I decided to change that this year, and made a conscious decision to make my New Year’s Eve a great day. After all, there is absolutely no reason why my track record of ho-hum New Year’s Eves must preclude me from having a great one, right? Chalking the day up to yet another disappointing end to the year would be a self-fulfilling prophecy and these days I am all about self-fulfilling prophecies, but only if they are positive. And so, I was determined to create a memorable experience for myself on this December 31st.
I left my apartment at about 7:50 this morning to meet some of my running girlfriends for our usual Saturday morning five-to-six-mile loop through downtown Des Moines, around Gray’s Lake (just south of downtown), and along the river. After our group run, my friends saw me back to Grand Avenue and we parted ways: they headed back towards home, and I embarked on my journey in search of the city’s best cupcake. I ran west on Grand Avenue, up and down hills and through neighborhoods of beautiful homes that I might one day be able to afford if only I could figure out how to save 100 percent of my earnings for the next twenty years. The street numbers got higher, the hills bigger, and I sweatier, but thoughts of The Cupcake kept me going. I reached historic Valley Junction after about five and a half more miles and headed south on 5th Street… only a few more blocks remained. I had timed it perfectly- my destination opened at 10:00 and I arrived at 9:52, just as the manager was opening the door to the beautiful antebellum-esque (for the Midwest, anyway) house that is Carefree Patisserie.

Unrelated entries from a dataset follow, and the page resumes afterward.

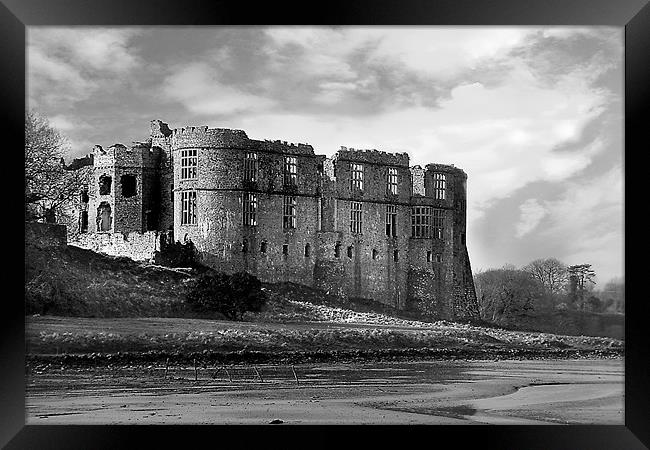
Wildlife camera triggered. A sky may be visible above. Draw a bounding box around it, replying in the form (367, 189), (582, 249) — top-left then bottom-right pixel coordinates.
(26, 26), (624, 285)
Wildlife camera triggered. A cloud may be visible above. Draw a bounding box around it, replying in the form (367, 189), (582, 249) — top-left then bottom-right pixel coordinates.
(264, 27), (531, 81)
(47, 114), (78, 132)
(29, 28), (140, 73)
(161, 62), (275, 116)
(27, 28), (141, 106)
(526, 166), (624, 282)
(230, 59), (612, 214)
(515, 199), (547, 238)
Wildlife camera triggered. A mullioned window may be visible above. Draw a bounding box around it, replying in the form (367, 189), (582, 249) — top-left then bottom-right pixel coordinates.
(433, 172), (446, 200)
(180, 149), (198, 180)
(411, 206), (431, 238)
(243, 192), (258, 226)
(350, 163), (364, 191)
(181, 191), (197, 225)
(350, 201), (363, 234)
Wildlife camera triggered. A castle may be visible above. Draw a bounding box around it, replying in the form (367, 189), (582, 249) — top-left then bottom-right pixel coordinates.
(69, 120), (478, 320)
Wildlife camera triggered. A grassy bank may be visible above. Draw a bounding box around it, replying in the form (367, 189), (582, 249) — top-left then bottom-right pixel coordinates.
(26, 315), (623, 367)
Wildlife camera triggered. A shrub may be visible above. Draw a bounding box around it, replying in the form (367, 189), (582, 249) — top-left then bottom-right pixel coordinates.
(185, 270), (267, 320)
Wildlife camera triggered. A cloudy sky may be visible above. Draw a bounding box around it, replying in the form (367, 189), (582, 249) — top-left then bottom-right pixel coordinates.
(26, 26), (624, 284)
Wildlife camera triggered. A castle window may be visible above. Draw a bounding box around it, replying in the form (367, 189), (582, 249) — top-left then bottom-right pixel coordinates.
(180, 149), (198, 180)
(433, 209), (445, 239)
(242, 239), (248, 253)
(242, 192), (258, 226)
(436, 254), (442, 263)
(121, 175), (136, 198)
(283, 196), (296, 229)
(80, 211), (88, 233)
(284, 156), (297, 186)
(260, 241), (267, 253)
(347, 245), (353, 259)
(427, 251), (432, 262)
(350, 163), (364, 191)
(96, 202), (112, 232)
(433, 173), (446, 200)
(244, 152), (258, 182)
(335, 242), (341, 258)
(372, 249), (378, 260)
(385, 204), (397, 237)
(394, 250), (399, 262)
(387, 167), (398, 195)
(350, 201), (363, 234)
(282, 244), (289, 256)
(181, 191), (197, 225)
(99, 175), (112, 195)
(304, 243), (311, 258)
(80, 190), (89, 203)
(411, 206), (431, 238)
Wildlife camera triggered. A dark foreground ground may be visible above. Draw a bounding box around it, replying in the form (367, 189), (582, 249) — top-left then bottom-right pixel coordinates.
(26, 358), (623, 425)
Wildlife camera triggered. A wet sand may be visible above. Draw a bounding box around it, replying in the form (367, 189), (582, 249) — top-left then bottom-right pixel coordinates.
(26, 358), (623, 425)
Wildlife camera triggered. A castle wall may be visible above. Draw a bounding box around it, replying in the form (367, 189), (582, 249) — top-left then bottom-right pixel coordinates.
(171, 129), (321, 285)
(71, 230), (159, 261)
(71, 120), (478, 321)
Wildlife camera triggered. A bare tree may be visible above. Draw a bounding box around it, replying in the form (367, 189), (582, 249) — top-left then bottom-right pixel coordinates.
(25, 110), (88, 222)
(474, 265), (545, 326)
(522, 258), (568, 295)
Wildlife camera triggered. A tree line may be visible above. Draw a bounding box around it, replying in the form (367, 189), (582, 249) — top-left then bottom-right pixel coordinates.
(474, 258), (624, 327)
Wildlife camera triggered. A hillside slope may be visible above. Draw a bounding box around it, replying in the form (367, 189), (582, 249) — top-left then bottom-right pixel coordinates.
(25, 244), (623, 364)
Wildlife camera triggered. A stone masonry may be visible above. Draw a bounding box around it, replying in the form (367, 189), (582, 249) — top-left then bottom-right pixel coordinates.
(68, 120), (478, 320)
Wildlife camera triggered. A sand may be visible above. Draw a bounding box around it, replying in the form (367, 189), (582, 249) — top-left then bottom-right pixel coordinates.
(26, 358), (623, 425)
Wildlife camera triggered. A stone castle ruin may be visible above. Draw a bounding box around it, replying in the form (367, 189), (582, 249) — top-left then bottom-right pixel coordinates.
(68, 120), (478, 320)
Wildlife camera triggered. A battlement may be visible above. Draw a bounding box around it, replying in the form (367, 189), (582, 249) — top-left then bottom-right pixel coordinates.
(425, 163), (467, 178)
(333, 147), (410, 167)
(170, 126), (251, 149)
(92, 142), (160, 168)
(256, 139), (316, 156)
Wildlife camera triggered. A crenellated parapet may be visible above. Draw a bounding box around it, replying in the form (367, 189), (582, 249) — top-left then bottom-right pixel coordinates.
(171, 126), (251, 149)
(169, 124), (317, 157)
(425, 163), (467, 179)
(92, 142), (160, 169)
(334, 147), (410, 167)
(257, 139), (316, 156)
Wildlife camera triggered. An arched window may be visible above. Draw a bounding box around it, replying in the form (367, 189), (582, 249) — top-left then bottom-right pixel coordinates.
(96, 202), (112, 232)
(334, 242), (341, 258)
(372, 249), (378, 260)
(304, 243), (311, 257)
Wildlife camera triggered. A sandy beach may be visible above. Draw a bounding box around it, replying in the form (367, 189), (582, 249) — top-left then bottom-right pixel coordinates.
(26, 358), (623, 425)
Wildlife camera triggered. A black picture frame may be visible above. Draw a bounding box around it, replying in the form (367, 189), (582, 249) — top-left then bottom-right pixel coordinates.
(3, 0), (647, 448)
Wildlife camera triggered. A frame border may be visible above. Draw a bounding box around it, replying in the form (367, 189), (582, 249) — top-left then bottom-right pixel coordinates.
(3, 0), (647, 447)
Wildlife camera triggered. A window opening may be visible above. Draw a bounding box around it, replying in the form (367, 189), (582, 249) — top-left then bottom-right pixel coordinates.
(350, 201), (363, 234)
(243, 192), (258, 226)
(411, 206), (431, 238)
(181, 191), (197, 225)
(385, 204), (397, 237)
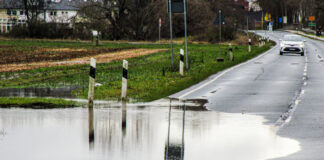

I walked inside to a quaint boutique of baking supplies and accessories, cookbooks, and a case of artfully decorated cupcakes of all flavors and colors. Decisiveness has never been my strength, and having just run twelve miles to get to Carefree Patisserie, the “one of each” approach was tempting, though likely a choice I would have later regretted. I decided that my best strategy would be to ask the manager for her recommendation. I mentioned that I was going for something with chocolate, and she replied by asking whether I like Nutella. First of all… what kind of question is that? Who doesn’t like Nutella? Certainly no one I can trust. And a chocolate cupcake filled with Nutella and topped with cocoa buttercream icing and a piece of solid milk chocolate? Sold! To the smelly lady for two dollars and fifty cents.
The manager carefully placed my cupcake on a plate and showed me to a table. Sitting in her store in my sweaty running clothes with disheveled hair, I somehow felt slightly more civilized eating my cupcake with a fork. That little treat was quite possibly the best cupcake I have ever had in my entire life. I savored every bite, grateful that I had made the trek out to Valley Junction for such a sweet little piece of heaven.
As I ran the six miles back home, thoughts about the past twelve months wandered through my head. 2011 was a tumultuous year for me, filled with tremendous change and tests of my strength and resilience. When I see some of the real struggles that people go through, I realize that I am incredibly fortunate and really have nothing to complain about. Still, in my own little world, there were times throughout the last year when I really questioned whether I would pull through; times when that old adage, “this too shall pass,” seemed like nothing more than good old-fashioned b.s.
The reality is, whether or not anything has truly passed, I have pulled through, because I am still here. It is December 31st, and I have survived the most difficult year of my life. I am alive, I am healthy, I have a great job, I live in a wonderfully underrated city, I have amazing family and friends, and I just ran 17.7 miles and stopped along the way to eat the best damn cupcake I’ve ever had. How many people can say that? And… as if that weren’t enough, it’s over 50 degrees in Des Moines today, and I ran in shorts for the first time ever on New Year’s Eve. That is what I call icing on the (cup)cake.
Happy new year, and thank you for reading!